113. The issue which needs to be addressed here is that whether the vertical restraint imposed by the OP on its dealers is causing appreciable adverse effect on competition in the market. It is clear that an MoU was executed between ABIBL and the OP and that the OP issue circulars from time to time to its dealers with a list of preferred insurance companies and insists that its dealers work closely with each other. However, it may be noted that there is no such clause in the agreement that dictates that the Informants could take up dealership only on the condition that they deal only with the list of empanelled insurance companies. There is no record to show that any dealership has been cancelled because the dealer failed to get the customers to take up insurance from the listed companies of the OP.
114. Also, the issue that consumers are left with only limited choice due to such insistence from the OP holds no ground simply because of the fact that it is not mandatory for customers to take insurance from the list of companies given by the OP. From the statements given by third parties such as Hans Hyundai, Capital Hyundai and Koncept Hyundai, it is gathered that though it is acknowledged that the OP provides a list of preferred insurance companies, the customers are free to get any insurance from any company or through any other broker without any compulsion. Incentives are given if customers take insurance through dealers from the list provided by the OP, but the same is not mandatory and the customer will not be refused any other services if it opts for other insurance companies. Having a tie-up or arrangements with insurance companies is the usual business norm. For instance, representatives of Honda Cars India Ltd. and Maruti Suzuki India Ltd. have also stated that they have also executed agreements with insurance brokers or companies and customers have taken insurance from other companies not provided in their list. Their service levels remain the same for all customers and in no way they are prejudiced against such Therefore, mere recommendation that the dealers consider/ suggest the insurance companies partnered with the OP will not amount to tie-in arrangement. It is opined that the OP has not violated Section 3(4)(a) of the Act with respect to the allegation that the OP has tied the sale of its cars with selected insurance vendors only.”

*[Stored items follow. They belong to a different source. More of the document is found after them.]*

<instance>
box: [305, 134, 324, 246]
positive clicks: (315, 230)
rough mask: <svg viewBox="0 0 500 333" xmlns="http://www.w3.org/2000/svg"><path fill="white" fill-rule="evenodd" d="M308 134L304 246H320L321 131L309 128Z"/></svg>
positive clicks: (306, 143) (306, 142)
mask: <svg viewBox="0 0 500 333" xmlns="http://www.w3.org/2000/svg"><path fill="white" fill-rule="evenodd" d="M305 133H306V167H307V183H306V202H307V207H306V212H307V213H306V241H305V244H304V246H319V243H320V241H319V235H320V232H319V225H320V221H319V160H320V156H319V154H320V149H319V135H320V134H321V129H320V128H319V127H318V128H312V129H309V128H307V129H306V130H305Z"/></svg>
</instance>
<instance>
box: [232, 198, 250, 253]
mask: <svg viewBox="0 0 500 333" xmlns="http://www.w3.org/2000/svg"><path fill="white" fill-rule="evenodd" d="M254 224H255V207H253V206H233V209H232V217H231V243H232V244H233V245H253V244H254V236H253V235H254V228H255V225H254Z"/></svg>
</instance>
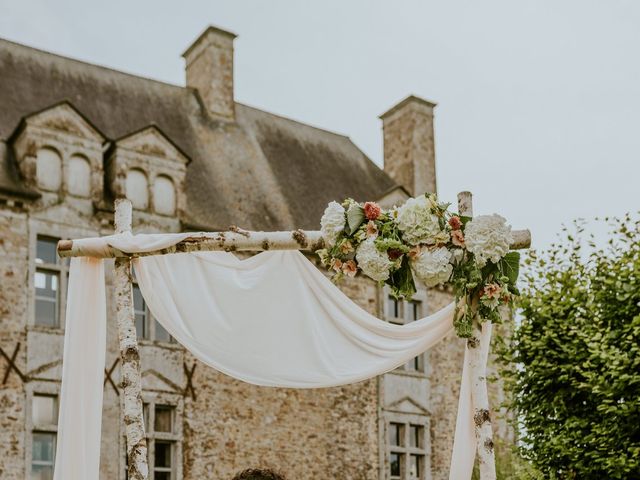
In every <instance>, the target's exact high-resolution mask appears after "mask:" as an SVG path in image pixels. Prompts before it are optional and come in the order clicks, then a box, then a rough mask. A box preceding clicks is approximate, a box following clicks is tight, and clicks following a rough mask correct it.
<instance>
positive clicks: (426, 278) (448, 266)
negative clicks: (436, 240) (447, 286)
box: [411, 247, 453, 287]
mask: <svg viewBox="0 0 640 480" xmlns="http://www.w3.org/2000/svg"><path fill="white" fill-rule="evenodd" d="M411 265H412V267H413V272H414V273H415V274H416V277H418V279H420V280H421V281H422V282H423V283H424V284H425V285H426V286H427V287H435V286H436V285H438V284H440V283H445V282H446V281H448V280H449V277H450V276H451V272H452V271H453V266H452V265H451V252H449V250H448V249H447V248H446V247H440V248H435V249H428V248H423V249H422V252H421V254H420V255H419V256H418V257H417V258H416V259H415V260H413V262H412V263H411Z"/></svg>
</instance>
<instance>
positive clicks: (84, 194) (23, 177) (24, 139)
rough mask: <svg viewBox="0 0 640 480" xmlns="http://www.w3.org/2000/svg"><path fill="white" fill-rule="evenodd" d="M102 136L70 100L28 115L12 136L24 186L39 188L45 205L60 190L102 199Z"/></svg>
mask: <svg viewBox="0 0 640 480" xmlns="http://www.w3.org/2000/svg"><path fill="white" fill-rule="evenodd" d="M105 140H106V138H105V137H104V136H103V135H102V134H101V133H100V132H99V131H98V130H97V129H96V128H95V127H94V126H93V125H92V124H91V123H90V122H89V120H87V119H86V118H85V117H84V116H83V115H82V114H81V113H80V112H79V111H78V110H76V109H75V108H74V107H73V106H72V105H71V104H70V103H69V102H62V103H58V104H55V105H53V106H51V107H49V108H46V109H44V110H42V111H40V112H36V113H32V114H31V115H28V116H26V117H25V118H24V119H23V120H22V121H21V122H20V124H19V125H18V128H17V129H16V131H15V132H14V133H13V134H12V138H11V142H12V146H13V151H14V154H15V158H16V161H17V164H18V168H19V169H20V173H21V174H22V177H23V178H24V180H25V185H26V186H28V187H29V188H34V189H38V190H41V191H42V192H43V194H44V197H43V202H44V203H45V204H46V203H48V202H54V203H55V202H58V201H59V200H60V195H63V196H64V195H71V196H74V197H79V198H86V199H92V200H93V201H94V202H96V203H97V202H99V201H100V200H101V199H102V192H103V184H104V178H103V175H102V172H103V144H104V141H105Z"/></svg>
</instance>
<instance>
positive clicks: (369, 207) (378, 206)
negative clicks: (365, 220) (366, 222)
mask: <svg viewBox="0 0 640 480" xmlns="http://www.w3.org/2000/svg"><path fill="white" fill-rule="evenodd" d="M381 213H382V209H381V208H380V205H378V204H377V203H376V202H366V203H365V204H364V216H365V217H366V218H367V220H375V219H377V218H378V217H379V216H380V214H381Z"/></svg>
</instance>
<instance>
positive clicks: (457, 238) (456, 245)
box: [451, 230, 464, 247]
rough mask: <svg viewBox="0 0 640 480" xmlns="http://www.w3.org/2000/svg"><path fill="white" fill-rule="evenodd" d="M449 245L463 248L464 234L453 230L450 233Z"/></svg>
mask: <svg viewBox="0 0 640 480" xmlns="http://www.w3.org/2000/svg"><path fill="white" fill-rule="evenodd" d="M451 243H453V244H454V245H455V246H457V247H464V234H463V233H462V230H453V231H452V232H451Z"/></svg>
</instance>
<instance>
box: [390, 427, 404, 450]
mask: <svg viewBox="0 0 640 480" xmlns="http://www.w3.org/2000/svg"><path fill="white" fill-rule="evenodd" d="M402 443H403V442H402V424H401V423H390V424H389V445H392V446H394V447H399V446H402Z"/></svg>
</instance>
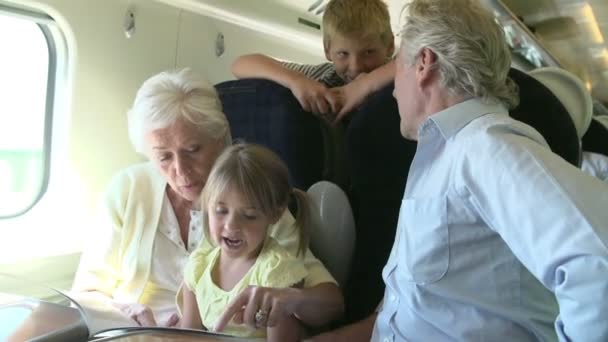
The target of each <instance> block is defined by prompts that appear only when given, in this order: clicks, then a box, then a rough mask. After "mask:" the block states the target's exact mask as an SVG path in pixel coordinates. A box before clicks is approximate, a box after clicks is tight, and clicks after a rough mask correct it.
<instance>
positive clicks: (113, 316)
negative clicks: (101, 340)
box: [63, 292, 139, 336]
mask: <svg viewBox="0 0 608 342" xmlns="http://www.w3.org/2000/svg"><path fill="white" fill-rule="evenodd" d="M63 294H64V295H65V296H66V297H69V298H70V299H71V300H72V302H73V303H74V305H75V306H77V307H78V309H79V310H80V311H81V312H82V314H83V316H84V317H85V321H86V323H87V327H88V329H89V335H90V336H93V335H95V334H96V333H97V332H99V331H102V330H107V329H112V328H126V327H138V326H139V324H137V322H135V321H134V320H132V319H130V318H128V317H126V316H125V315H124V314H123V313H121V312H120V310H119V309H118V308H117V307H116V306H115V305H113V302H112V300H111V299H110V298H108V297H106V296H104V295H103V294H101V293H99V292H77V293H76V292H68V293H63Z"/></svg>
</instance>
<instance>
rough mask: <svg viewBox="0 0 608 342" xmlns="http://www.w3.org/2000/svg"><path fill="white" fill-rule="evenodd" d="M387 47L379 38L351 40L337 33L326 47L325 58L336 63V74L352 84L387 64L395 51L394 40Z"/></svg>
mask: <svg viewBox="0 0 608 342" xmlns="http://www.w3.org/2000/svg"><path fill="white" fill-rule="evenodd" d="M390 41H391V42H390V44H389V45H388V46H387V45H386V44H384V43H383V42H382V40H381V39H380V37H379V36H375V37H372V38H364V39H361V38H351V37H346V36H343V35H341V34H339V33H336V34H335V35H334V36H333V37H331V40H330V41H329V43H328V44H327V46H326V47H325V57H327V59H328V60H329V61H332V62H333V63H334V67H335V68H336V72H337V73H338V74H339V75H340V76H341V77H342V78H343V79H344V80H345V81H346V82H350V81H352V80H354V79H355V78H357V76H359V75H360V74H361V73H368V72H370V71H372V70H374V69H376V68H378V67H379V66H381V65H383V64H384V63H385V62H386V59H387V58H389V57H391V55H392V54H393V50H394V43H393V40H392V39H391V40H390Z"/></svg>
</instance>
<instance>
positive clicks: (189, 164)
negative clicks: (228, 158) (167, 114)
mask: <svg viewBox="0 0 608 342" xmlns="http://www.w3.org/2000/svg"><path fill="white" fill-rule="evenodd" d="M146 142H147V143H148V147H149V152H148V156H149V157H150V159H152V160H153V161H154V162H155V163H156V165H157V166H158V167H159V169H160V173H161V174H162V175H163V177H165V179H166V180H167V183H169V186H170V188H171V190H173V191H174V192H175V193H176V194H177V195H179V196H181V197H182V198H183V199H185V200H188V201H190V202H195V201H197V200H198V198H199V196H200V194H201V192H202V190H203V187H204V186H205V183H206V182H207V177H208V176H209V172H210V171H211V167H212V166H213V163H215V160H216V159H217V157H218V156H219V155H220V153H221V152H222V150H223V149H224V140H223V139H213V138H211V137H210V136H209V134H207V133H205V132H202V131H201V130H199V129H198V128H197V127H196V126H194V125H193V124H191V123H190V122H188V121H185V120H182V119H179V120H177V121H176V122H175V124H173V125H172V126H169V127H167V128H161V129H157V130H154V131H151V132H149V133H148V134H147V135H146Z"/></svg>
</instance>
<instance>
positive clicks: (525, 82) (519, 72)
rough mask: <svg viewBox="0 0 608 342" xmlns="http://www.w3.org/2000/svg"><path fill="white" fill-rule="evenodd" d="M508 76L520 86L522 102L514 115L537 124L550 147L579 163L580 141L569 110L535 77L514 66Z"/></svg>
mask: <svg viewBox="0 0 608 342" xmlns="http://www.w3.org/2000/svg"><path fill="white" fill-rule="evenodd" d="M509 77H510V78H511V79H512V80H514V81H515V83H517V85H518V86H519V98H520V103H519V106H518V107H517V108H515V109H512V110H511V111H510V115H511V117H513V118H514V119H517V120H519V121H522V122H525V123H526V124H528V125H530V126H532V127H534V128H535V129H536V130H537V131H538V132H539V133H540V134H541V135H542V136H543V137H544V138H545V140H546V141H547V143H548V144H549V147H550V148H551V150H552V151H553V152H554V153H556V154H558V155H559V156H561V157H562V158H564V159H565V160H566V161H568V162H569V163H571V164H573V165H575V166H577V167H578V166H579V165H580V160H581V150H580V143H579V140H578V135H577V134H576V127H575V126H574V122H572V119H571V118H570V114H568V111H567V110H566V108H565V107H564V106H563V105H562V103H561V102H560V101H559V99H557V98H556V97H555V95H553V93H552V92H551V91H550V90H549V89H548V88H547V87H545V86H544V85H543V84H542V83H540V82H539V81H538V80H536V79H535V78H534V77H532V76H530V75H528V74H526V73H524V72H523V71H520V70H517V69H513V68H511V70H510V71H509Z"/></svg>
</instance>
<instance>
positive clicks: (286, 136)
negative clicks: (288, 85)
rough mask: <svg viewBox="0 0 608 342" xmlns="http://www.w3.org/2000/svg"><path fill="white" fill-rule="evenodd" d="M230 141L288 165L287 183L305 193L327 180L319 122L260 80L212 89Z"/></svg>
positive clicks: (221, 83) (291, 95) (228, 81)
mask: <svg viewBox="0 0 608 342" xmlns="http://www.w3.org/2000/svg"><path fill="white" fill-rule="evenodd" d="M215 87H216V89H217V91H218V94H219V96H220V99H221V101H222V105H223V108H224V113H225V114H226V117H227V118H228V122H229V123H230V131H231V134H232V138H233V140H235V141H244V142H251V143H257V144H260V145H264V146H266V147H268V148H270V149H271V150H273V151H274V152H275V153H277V154H278V155H279V156H280V157H281V159H283V161H285V163H286V164H287V166H288V168H289V172H290V178H291V179H290V180H291V182H292V184H293V185H294V186H295V187H297V188H299V189H303V190H306V189H308V188H309V187H310V186H311V185H313V184H314V183H316V182H318V181H320V180H324V179H325V180H332V178H331V173H332V172H333V169H332V165H333V161H331V160H330V157H329V151H331V150H332V149H333V147H332V144H333V143H332V141H331V140H330V139H329V138H328V137H327V136H326V134H325V133H324V129H323V125H324V123H323V122H322V121H321V120H320V119H319V118H317V117H316V116H314V115H311V114H310V113H308V112H305V111H304V110H303V109H302V107H301V106H300V104H299V103H298V101H297V99H296V98H295V97H294V96H293V95H292V93H291V91H290V90H289V89H287V88H285V87H283V86H281V85H279V84H277V83H274V82H272V81H268V80H262V79H241V80H232V81H226V82H221V83H218V84H216V86H215Z"/></svg>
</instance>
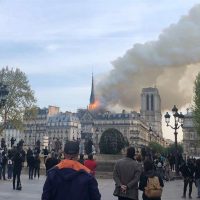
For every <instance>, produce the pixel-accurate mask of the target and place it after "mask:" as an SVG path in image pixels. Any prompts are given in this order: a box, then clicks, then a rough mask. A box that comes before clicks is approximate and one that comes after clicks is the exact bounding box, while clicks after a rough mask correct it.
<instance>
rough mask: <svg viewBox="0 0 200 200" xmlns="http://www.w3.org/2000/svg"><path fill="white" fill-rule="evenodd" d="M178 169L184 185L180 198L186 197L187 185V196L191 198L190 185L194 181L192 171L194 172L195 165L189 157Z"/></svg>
mask: <svg viewBox="0 0 200 200" xmlns="http://www.w3.org/2000/svg"><path fill="white" fill-rule="evenodd" d="M179 171H180V172H181V174H182V176H183V178H184V187H183V196H182V198H186V192H187V187H188V185H189V198H190V199H192V196H191V194H192V185H193V181H194V172H195V167H194V164H193V163H192V161H191V160H190V159H188V160H187V163H186V162H183V163H182V165H181V167H180V169H179Z"/></svg>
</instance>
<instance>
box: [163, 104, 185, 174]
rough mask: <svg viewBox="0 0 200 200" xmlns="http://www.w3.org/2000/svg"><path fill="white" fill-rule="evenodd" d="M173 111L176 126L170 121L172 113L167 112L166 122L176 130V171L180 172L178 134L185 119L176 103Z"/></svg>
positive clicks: (171, 127) (175, 133) (166, 116)
mask: <svg viewBox="0 0 200 200" xmlns="http://www.w3.org/2000/svg"><path fill="white" fill-rule="evenodd" d="M172 113H173V116H174V126H171V125H170V124H169V123H170V117H171V116H170V114H169V113H168V112H167V113H166V114H165V116H164V117H165V122H166V124H167V126H169V127H171V128H172V129H173V130H174V136H175V168H176V173H177V174H178V147H177V135H178V132H177V130H178V129H179V128H180V127H182V126H183V120H184V115H183V114H182V112H180V113H179V112H178V108H177V107H176V106H175V105H174V107H173V108H172Z"/></svg>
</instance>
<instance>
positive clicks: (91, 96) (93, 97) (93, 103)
mask: <svg viewBox="0 0 200 200" xmlns="http://www.w3.org/2000/svg"><path fill="white" fill-rule="evenodd" d="M94 103H95V96H94V78H93V73H92V87H91V94H90V105H91V104H94Z"/></svg>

16. Thus, the Commission observes that even if dealers offer to sell insurance policies to customers, the customers may yet have the option to buy such policy from alternative channels should they want. The Commission further observes that facility of cashless claim may be an additional benefit extended by certain brokers and may not be confined to the broking arms of the aforementioned Opposite Parties alone.
17. In view of the foregoing, the Commission is of the opinion that there exists no, prima facie, case and the information filed is directed to be closed forthwith against the Opposite Parties under Section 26(2) of the Act. Consequently, no case for grant for relief(s) as sought under Section 33 of the Act arises, and the same is also rejected.
18. The Secretary is directed to communicate to the Informant, accordingly.